ネルは褒められ慣れてないのかまた顔を真っ赤にして俯いてる。でもちょっとだけ口元がゆるんでた。


ウィットはまだ自分の槍を見つめてるしネルは照れて赤くなってるし。


なんだこれ。すげー楽しいな。


ひとりで斬って、ひとりで報酬もらって、ひとりで帰る。それも別に嫌いじゃなかった。でも今日はなんか全然違う。

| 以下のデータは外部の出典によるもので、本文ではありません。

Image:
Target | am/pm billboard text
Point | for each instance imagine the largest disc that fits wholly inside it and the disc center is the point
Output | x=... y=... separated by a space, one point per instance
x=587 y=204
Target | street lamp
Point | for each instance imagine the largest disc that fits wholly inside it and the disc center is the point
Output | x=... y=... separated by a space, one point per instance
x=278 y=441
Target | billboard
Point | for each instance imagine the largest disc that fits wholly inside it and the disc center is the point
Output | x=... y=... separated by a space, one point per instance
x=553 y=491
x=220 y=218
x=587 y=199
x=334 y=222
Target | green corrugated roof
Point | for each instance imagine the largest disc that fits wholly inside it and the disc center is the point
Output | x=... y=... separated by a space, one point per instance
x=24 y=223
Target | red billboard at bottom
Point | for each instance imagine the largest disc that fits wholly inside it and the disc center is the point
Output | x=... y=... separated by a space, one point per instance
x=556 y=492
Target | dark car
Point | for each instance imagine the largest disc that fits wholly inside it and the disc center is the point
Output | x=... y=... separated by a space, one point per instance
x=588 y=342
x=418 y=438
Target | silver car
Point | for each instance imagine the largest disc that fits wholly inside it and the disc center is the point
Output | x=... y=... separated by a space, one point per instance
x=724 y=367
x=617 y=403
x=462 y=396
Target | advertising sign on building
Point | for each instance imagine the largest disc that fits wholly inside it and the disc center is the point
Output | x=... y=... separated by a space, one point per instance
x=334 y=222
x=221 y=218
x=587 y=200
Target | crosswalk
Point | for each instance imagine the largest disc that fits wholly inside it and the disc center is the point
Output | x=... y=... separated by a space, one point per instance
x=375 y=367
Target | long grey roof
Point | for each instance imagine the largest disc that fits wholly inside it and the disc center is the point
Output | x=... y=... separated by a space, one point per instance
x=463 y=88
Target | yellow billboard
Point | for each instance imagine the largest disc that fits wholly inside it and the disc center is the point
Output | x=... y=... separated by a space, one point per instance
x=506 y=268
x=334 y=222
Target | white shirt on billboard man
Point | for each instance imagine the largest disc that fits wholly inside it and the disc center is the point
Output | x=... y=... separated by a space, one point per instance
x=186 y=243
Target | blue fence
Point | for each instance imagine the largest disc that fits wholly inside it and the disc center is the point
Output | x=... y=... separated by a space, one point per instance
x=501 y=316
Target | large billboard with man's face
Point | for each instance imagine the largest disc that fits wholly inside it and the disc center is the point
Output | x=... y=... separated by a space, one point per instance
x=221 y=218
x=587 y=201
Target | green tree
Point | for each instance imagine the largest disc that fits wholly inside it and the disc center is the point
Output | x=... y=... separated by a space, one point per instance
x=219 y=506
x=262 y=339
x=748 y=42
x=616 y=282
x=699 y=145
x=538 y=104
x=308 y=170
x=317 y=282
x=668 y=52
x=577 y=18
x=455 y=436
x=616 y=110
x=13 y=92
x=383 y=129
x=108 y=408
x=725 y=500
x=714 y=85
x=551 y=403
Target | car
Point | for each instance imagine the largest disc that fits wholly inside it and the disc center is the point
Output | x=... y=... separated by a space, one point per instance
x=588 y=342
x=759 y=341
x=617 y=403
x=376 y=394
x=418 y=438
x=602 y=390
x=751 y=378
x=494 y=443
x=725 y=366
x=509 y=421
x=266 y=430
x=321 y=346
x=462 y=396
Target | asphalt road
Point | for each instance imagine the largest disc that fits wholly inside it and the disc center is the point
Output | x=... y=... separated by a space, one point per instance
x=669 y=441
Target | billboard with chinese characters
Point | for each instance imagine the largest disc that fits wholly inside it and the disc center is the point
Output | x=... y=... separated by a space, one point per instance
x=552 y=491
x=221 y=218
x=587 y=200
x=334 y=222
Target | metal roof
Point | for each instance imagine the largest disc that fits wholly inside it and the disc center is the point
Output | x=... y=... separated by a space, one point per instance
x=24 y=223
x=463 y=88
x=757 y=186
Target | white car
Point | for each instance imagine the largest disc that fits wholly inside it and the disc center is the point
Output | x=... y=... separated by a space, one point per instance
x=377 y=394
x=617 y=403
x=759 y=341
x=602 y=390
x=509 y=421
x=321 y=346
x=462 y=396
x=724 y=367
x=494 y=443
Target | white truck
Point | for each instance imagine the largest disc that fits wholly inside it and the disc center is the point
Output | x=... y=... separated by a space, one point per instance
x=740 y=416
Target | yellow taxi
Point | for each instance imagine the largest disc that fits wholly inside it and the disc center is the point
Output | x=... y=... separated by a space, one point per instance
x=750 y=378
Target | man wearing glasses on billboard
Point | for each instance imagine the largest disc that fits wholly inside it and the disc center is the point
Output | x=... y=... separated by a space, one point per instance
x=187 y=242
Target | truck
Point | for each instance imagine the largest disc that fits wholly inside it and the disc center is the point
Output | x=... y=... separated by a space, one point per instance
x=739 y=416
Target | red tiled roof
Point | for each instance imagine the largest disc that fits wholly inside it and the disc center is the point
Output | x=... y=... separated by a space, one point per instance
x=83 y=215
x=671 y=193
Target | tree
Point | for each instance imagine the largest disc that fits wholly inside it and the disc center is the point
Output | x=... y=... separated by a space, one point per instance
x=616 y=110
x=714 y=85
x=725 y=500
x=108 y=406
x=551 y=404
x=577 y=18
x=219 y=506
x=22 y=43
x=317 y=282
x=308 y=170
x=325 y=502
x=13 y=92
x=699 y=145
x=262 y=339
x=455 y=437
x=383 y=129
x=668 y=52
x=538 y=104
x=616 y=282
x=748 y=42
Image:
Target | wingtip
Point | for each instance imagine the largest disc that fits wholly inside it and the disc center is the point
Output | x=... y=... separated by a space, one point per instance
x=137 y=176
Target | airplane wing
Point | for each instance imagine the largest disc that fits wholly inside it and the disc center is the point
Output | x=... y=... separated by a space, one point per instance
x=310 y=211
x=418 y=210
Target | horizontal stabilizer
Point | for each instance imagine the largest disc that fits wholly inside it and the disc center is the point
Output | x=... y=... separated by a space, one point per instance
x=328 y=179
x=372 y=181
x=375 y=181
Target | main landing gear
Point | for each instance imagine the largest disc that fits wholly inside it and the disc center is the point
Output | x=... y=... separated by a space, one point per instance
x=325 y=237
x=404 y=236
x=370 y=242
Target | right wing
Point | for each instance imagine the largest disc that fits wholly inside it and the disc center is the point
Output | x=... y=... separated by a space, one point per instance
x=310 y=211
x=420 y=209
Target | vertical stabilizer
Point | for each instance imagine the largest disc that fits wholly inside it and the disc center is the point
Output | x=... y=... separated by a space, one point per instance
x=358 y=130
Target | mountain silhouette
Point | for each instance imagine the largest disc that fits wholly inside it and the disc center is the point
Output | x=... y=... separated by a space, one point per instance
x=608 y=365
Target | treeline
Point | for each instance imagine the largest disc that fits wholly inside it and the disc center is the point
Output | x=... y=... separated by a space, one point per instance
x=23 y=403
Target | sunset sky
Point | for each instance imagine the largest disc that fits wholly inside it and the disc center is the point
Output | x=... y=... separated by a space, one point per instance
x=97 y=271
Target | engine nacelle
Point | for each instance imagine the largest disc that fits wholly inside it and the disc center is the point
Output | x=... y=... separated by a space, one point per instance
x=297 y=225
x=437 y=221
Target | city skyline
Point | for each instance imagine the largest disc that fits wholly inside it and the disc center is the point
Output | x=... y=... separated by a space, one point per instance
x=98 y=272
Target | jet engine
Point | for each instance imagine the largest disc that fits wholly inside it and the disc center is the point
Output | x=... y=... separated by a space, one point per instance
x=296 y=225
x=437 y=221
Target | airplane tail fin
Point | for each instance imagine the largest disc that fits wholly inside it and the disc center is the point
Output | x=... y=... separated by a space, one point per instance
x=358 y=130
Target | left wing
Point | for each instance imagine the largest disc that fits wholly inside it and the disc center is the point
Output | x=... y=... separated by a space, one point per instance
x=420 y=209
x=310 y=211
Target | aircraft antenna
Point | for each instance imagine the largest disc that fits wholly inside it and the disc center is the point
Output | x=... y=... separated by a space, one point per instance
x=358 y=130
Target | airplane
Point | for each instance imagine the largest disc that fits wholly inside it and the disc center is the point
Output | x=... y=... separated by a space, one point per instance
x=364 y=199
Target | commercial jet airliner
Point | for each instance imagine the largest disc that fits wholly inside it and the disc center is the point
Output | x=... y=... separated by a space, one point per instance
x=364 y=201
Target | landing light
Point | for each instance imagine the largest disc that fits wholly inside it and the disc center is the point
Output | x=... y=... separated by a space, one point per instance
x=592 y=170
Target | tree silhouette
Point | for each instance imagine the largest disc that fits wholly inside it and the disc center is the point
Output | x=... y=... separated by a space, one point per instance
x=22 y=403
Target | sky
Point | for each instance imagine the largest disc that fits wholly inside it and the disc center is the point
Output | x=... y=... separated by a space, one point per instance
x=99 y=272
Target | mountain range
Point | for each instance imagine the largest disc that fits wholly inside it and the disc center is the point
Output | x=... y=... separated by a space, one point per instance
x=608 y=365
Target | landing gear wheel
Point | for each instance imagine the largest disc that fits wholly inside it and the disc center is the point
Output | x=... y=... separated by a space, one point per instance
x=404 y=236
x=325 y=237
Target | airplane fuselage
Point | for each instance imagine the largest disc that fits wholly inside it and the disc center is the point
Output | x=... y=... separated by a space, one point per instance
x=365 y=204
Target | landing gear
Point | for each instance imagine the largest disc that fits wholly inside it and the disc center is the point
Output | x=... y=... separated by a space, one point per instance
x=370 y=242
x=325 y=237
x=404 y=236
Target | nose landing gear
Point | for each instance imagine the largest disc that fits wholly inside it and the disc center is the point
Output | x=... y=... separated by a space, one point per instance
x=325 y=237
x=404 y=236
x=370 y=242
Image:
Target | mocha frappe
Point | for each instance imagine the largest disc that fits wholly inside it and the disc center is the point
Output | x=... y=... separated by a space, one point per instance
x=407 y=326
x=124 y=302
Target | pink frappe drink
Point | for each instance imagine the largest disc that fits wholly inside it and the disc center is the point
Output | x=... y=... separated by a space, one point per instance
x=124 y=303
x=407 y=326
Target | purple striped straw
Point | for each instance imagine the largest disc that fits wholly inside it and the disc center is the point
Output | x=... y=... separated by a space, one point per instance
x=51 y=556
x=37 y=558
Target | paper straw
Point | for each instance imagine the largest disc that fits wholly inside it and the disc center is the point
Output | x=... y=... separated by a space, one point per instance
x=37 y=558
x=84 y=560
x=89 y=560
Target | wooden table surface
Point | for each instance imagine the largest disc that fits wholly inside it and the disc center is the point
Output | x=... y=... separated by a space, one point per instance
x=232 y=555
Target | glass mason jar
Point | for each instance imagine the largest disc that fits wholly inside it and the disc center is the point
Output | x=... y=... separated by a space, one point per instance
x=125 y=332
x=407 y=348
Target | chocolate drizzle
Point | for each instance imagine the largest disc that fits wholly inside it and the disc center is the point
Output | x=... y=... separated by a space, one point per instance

斬るのは相変わらず俺ひとりだ。強さでいったら正直この二人はまだ全然頼りない。


でも、そういうことじゃないんだよな。


戦いが終わったあとに無事を喜んでくれるやつがいる。傷を治してくれるやつがいる。くだらないこと言って笑い合えるやつがいる。


それだけで、こんなに違うんだ。


「よーし、ギルド戻って報酬もらお! 記念すべき初依頼、大成功!」


「ぁ、はいっ」「お、おう……!」


二人の返事はあいかわらずぎこちない。でもまあこれからだろ。弱者連合はまだ始まったばっかりなんだから。


森を抜ける帰り道。先頭をのんきに歩く俺の後ろをウィットとネルがついてくる。さっきよりちょっとだけ二人の足取りが軽い気がした。


それがなんだか無性に嬉しかった。